De gauche à droite Gilles de Larouzière, président de la maison Bouchard Père et Fils (Beaune), Vincent Thomas, président de l’Université de Bourgogne, Patrick Ayache, vice-président de la Région Bourgogne-Franche-Comté, professeure Jocelyne Pérard, responsable de la chaire Unesco « Culture et traditions du vin » de l’université de Bourgogne-Franche-Comté, François Rebsamen, maire de Dijon, Sladana Zivkovic, adjointe au maire de Dijon, en charge des relations internationales, François Labet, président du Bureau Interprofessionnel des Vins de Bourgogne, Aubert de Villaine, co-gérant du Domaine de la Romanée Conti.
De gauche à droite Gilles de Larouzière, président de la maison Bouchard Père et Fils (Beaune), Vincent Thomas, président de l’Université de Bourgogne, Patrick Ayache, vice-président de la Région Bourgogne-Franche-Comté, professeure Jocelyne Pérard, responsable de la chaire Unesco « Culture et traditions du vin » de l’université de Bourgogne-Franche-Comté, François Rebsamen, maire de Dijon, Sladana Zivkovic, adjointe au maire de Dijon, en charge des relations internationales, François Labet, président du Bureau Interprofessionnel des Vins de Bourgogne, Aubert de Villaine, co-gérant du Domaine de la Romanée Conti. - crédit photo : Ville de Dijon
L’organisation Internationale de la Vigne et du Vin doit quitter ses locaux parisiens et cherche un nouveau point de chute. Après Bordeaux et Reims, c’est au tour la capitale bourguignonne de défendre publiquement son dossier.

« Notre dossier est, je crois, le meilleur ». Face à la presse, le maire de Dijon François Rebsamen a officialisé la candidature de sa ville à l’accueil du siège de l’OIV. Une ambition disputée par Bordeaux et Reims, villes qui avaient déjà communiqué publiquement. La capitale bourguignonne, jusqu’ici discrète, a voulu sortir de l’ombre pour éviter toute spéculation quant à un éventuel coup de pouce au sommet de l’État, parfois suggéré dans la presse. « J’ai lu un article qui dit que ce serait un choix politique. Je voulais dire ici que nous présentons un dossier de qualité » a insisté François Rebsamen.

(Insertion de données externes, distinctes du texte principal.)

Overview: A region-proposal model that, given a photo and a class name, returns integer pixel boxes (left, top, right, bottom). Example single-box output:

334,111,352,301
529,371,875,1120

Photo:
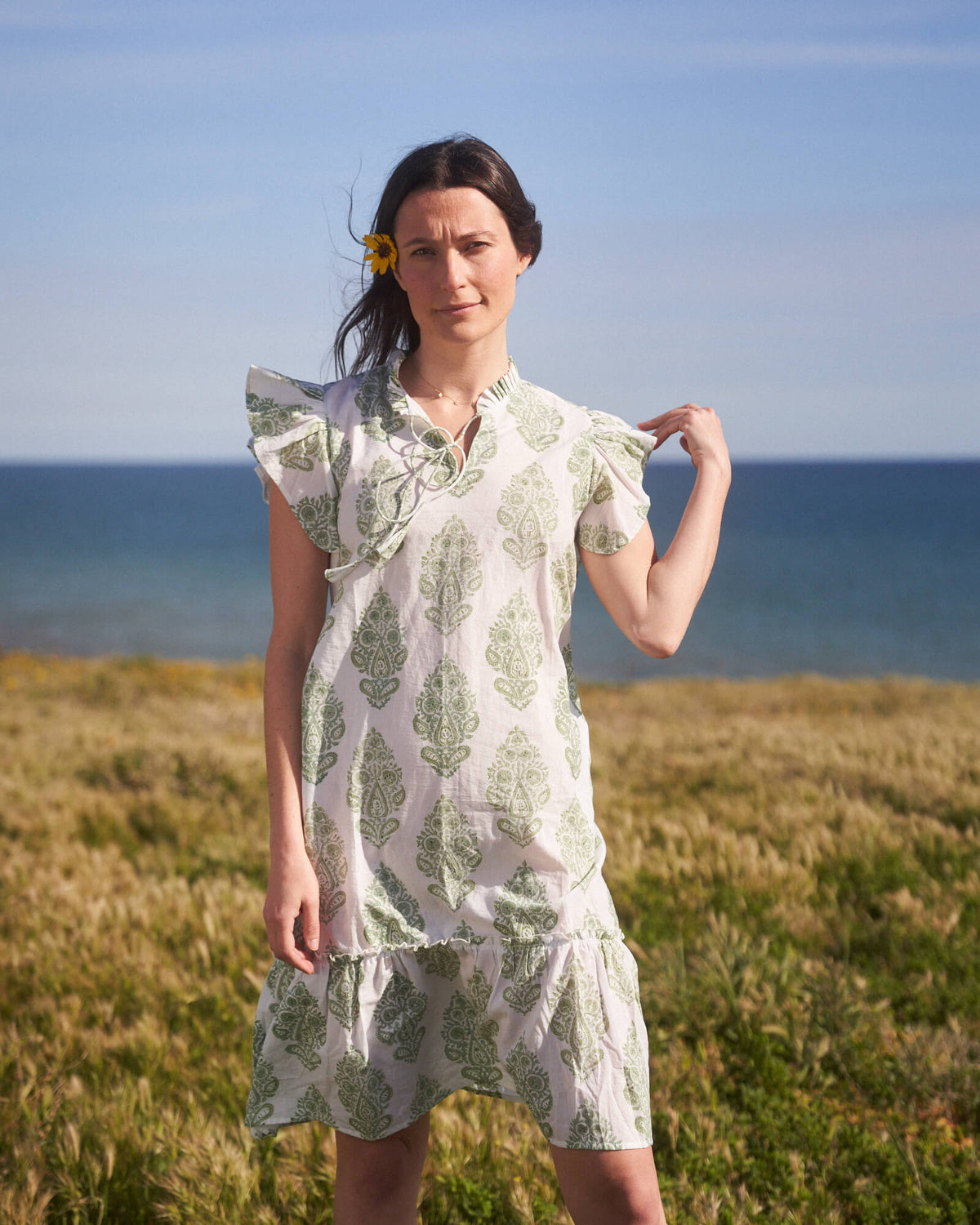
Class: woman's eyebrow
402,230,494,247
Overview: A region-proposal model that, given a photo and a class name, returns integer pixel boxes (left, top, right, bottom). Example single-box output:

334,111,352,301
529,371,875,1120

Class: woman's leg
551,1144,666,1225
333,1115,429,1225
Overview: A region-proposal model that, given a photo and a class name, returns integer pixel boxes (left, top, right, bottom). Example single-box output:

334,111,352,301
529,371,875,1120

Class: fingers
637,403,720,455
303,906,320,953
266,898,320,974
637,402,715,434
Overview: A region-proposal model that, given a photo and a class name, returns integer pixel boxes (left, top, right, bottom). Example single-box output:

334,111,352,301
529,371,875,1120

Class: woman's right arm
262,483,330,974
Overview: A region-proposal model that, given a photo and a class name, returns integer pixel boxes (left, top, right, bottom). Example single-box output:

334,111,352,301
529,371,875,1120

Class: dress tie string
323,413,480,583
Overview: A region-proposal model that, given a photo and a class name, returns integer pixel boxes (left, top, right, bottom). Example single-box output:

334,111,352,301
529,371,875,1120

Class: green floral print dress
247,354,653,1149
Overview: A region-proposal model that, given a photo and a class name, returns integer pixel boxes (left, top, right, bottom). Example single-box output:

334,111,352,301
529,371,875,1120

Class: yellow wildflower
364,234,399,276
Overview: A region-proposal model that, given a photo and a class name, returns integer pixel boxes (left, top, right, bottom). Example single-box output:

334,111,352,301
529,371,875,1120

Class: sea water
0,456,980,680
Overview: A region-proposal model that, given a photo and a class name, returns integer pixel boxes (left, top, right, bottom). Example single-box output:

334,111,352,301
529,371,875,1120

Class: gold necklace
416,367,480,409
414,362,511,413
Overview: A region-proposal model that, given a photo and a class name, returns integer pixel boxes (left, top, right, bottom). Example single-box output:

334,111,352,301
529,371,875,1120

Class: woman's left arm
581,404,732,659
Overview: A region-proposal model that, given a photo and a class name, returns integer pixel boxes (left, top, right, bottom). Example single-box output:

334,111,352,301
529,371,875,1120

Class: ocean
0,458,980,681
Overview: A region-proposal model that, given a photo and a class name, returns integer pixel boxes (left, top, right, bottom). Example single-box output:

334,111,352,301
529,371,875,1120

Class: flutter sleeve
575,411,656,554
245,367,350,553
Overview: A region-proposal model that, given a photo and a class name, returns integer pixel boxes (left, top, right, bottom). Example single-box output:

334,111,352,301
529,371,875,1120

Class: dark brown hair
333,135,541,377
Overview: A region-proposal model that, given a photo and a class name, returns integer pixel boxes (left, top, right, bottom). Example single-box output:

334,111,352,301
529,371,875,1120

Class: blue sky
0,0,980,461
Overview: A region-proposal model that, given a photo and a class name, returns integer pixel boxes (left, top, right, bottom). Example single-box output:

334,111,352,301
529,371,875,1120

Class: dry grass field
0,654,980,1225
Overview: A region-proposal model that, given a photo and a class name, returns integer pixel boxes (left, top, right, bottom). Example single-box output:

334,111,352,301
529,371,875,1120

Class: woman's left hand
639,404,732,473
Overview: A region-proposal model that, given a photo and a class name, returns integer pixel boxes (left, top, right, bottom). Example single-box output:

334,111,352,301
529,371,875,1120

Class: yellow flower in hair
364,234,399,277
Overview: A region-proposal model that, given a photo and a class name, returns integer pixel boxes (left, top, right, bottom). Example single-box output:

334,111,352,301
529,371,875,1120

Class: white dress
247,354,653,1149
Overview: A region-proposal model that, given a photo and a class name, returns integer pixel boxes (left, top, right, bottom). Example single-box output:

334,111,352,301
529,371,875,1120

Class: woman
247,137,730,1225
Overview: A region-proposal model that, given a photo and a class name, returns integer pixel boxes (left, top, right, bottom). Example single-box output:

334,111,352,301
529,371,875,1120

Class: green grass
0,654,980,1225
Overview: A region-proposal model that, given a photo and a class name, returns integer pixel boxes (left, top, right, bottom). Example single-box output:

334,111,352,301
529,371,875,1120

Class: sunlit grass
0,654,980,1225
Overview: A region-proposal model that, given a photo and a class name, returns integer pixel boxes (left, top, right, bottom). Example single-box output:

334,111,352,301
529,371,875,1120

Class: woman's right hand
262,852,320,974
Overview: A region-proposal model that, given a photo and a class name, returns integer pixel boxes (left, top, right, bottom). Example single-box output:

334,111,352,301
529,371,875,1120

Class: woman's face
392,188,531,347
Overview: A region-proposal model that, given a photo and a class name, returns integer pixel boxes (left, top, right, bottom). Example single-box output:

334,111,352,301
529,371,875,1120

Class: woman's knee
337,1115,429,1205
551,1147,664,1225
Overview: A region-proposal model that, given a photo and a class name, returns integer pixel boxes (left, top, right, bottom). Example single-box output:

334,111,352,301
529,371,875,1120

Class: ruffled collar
389,350,521,421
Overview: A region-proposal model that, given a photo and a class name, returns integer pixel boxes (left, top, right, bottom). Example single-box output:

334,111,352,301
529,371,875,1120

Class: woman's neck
399,338,509,406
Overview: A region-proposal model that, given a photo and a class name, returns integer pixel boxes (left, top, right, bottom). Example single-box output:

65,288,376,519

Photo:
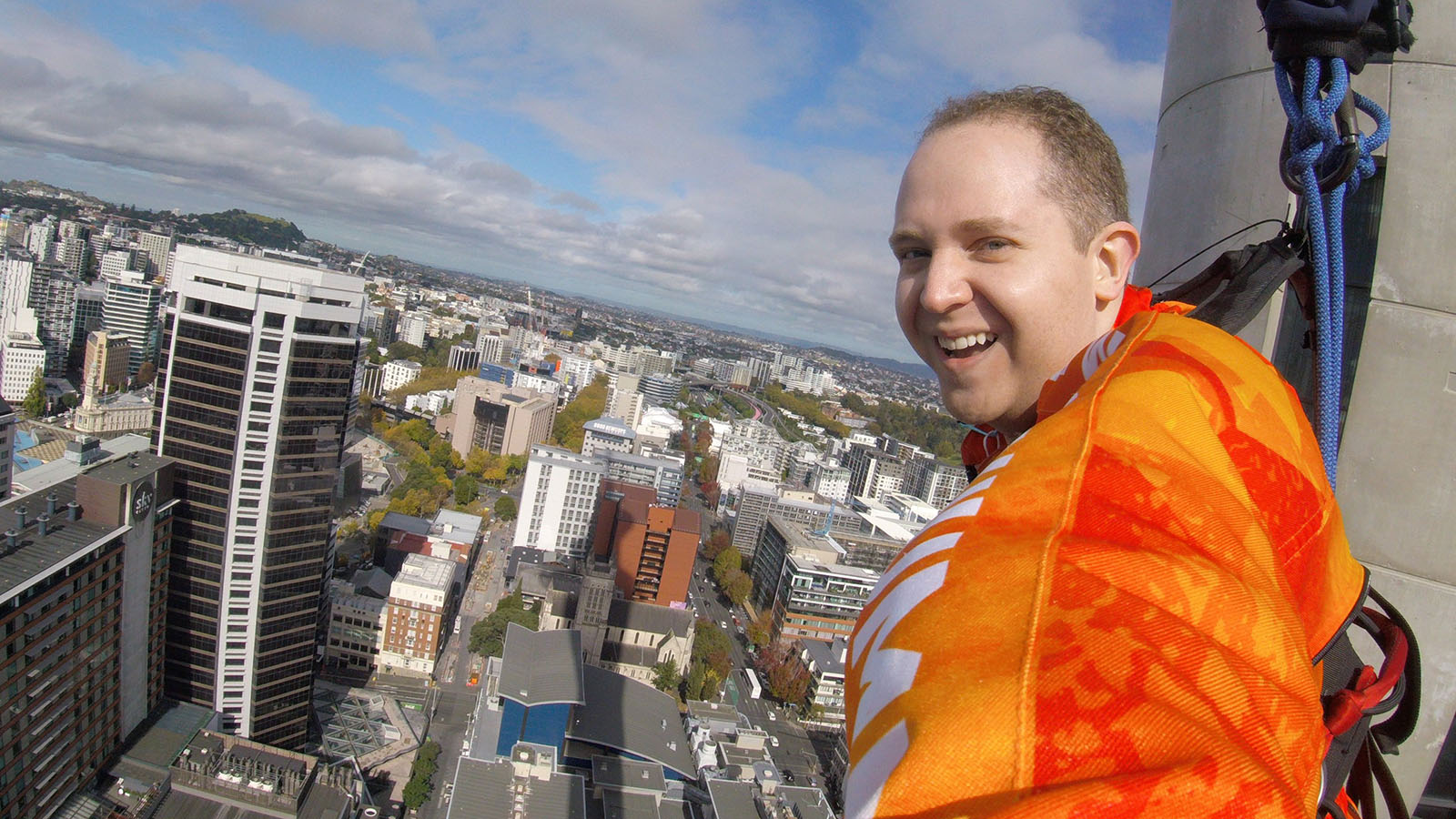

Aubert de Villaine en soutien

Des qualités que l’ancien ministre de François Hollande a tenu à énumérer. « Nous mettons à disposition l’hôtel Bouchu d’Esterno, un monument historique proche de cité internationale de la gastronomie et du vin. C’est un lieu prestigieux et adapté au fonctionnement de l’OIV. » Et de préciser que « l’État fera des économies grâces à cette candidature ».

Les soutiens de l’édile se sont également manifestés. Parmi eux : l’Université de Bourgogne, et ses « 150 chercheurs qui travaillent sur le thème de la vigne et du vin », ou encore la région Bourgogne-Franche-Comté. Aubert de Villaine, co-propriétaire de la Romanée Conti, a lui aussi tenu à apporter sa pierre. « En tant que vigneron, je pense que cette candidature est idéale. La ville de Dijon est inscrite au patrimoine mondial de l’Unesco, tout comme le vignoble voisin. C’est un vignoble modèle pour toutes les viticultures de terroir. »

Réponse attendue le 12 juillet

Gilles de Larouzière, à la tête de la maison champenoise Henriot et de la maison bourguignonne Bouchard Père et Fils, a de son côté tranché en faveur de Dijon. « Il était difficile de soutenir cette candidature, mais le dossier est excellent. Le modèle Bourguignon est universel, d’où son inscription en tant que patrimoine mondial », a déclaré le dirigeant, également président de l’association des climats de Bourgogne.

L’OIV devrait annoncer la ville retenue ce 12 juillet, au lendemain de sa prochaine assemblée générale.

Aperçu du lieu candidat pour accueillir l'OIV : l'hôtel Bouchu d'Esterno. Photo : Mairie de Dijon.